What is an Attestation of Compliance?

What Does an Attestation of Compliance Mean?

An Attestation of Compliance (AOC) is the official declaration that a merchant or service provider has met all applicable PCI DSS requirements. Think of it as the signed certificate that accompanies your compliance evidence — whether that evidence comes from a Self-Assessment Questionnaire (SAQ) or a full Report on Compliance (ROC) produced by a Qualified Security Assessor.

The AOC does not replace the SAQ or ROC. Instead, it is a summary document that confirms the assessment has been completed and the organisation is compliant. It is the document most commonly requested by acquiring banks, payment processors, and business partners when they need proof of your PCI DSS status.

Who Needs an AOC?

Any organisation that processes, stores, or transmits cardholder data needs to validate its PCI DSS compliance. The AOC is required for:

• Merchants — Businesses that accept card payments, regardless of size or transaction volume.
• Service providers — Companies that handle card data on behalf of other businesses, such as payment processors, hosting providers, and managed security services.

Your acquiring bank or the payment brands you work with (Visa, Mastercard, etc.) will specify how often you must submit your AOC and which validation method is required.

How the AOC Works in Practice

For SAQ-based validation

If your business completes a Self-Assessment Questionnaire, the AOC is a section within the SAQ document itself.
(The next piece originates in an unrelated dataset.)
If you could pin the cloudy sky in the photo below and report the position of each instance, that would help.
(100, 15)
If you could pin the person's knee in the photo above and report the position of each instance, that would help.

You sign it to confirm that the information provided is accurate and that your organisation meets the applicable requirements. This is then submitted to your acquirer.

For ROC-based validation

Larger organisations that undergo a formal on-site audit receive a Report on Compliance from their QSA. The AOC accompanies this report as a separate document, signed by both the QSA and an officer of the assessed organisation.

Why the AOC Matters

Without a valid AOC, your business cannot demonstrate PCI DSS compliance to partners, acquirers, or payment brands. This can result in:

• Fines from payment card brands
• Increased transaction processing fees
• Loss of the ability to accept card payments
• Liability exposure in the event of a data breach

The AOC is typically valid for one year and must be renewed through annual reassessment. Keeping your AOC current is essential for maintaining trust with your payment partners and protecting your business from penalties.

Common Misconceptions

Some businesses mistakenly believe that completing a SAQ automatically makes them compliant. In reality, the SAQ identifies gaps, and the AOC confirms those gaps have been addressed. If your SAQ reveals controls that are not in place, you must remediate them before signing the AOC.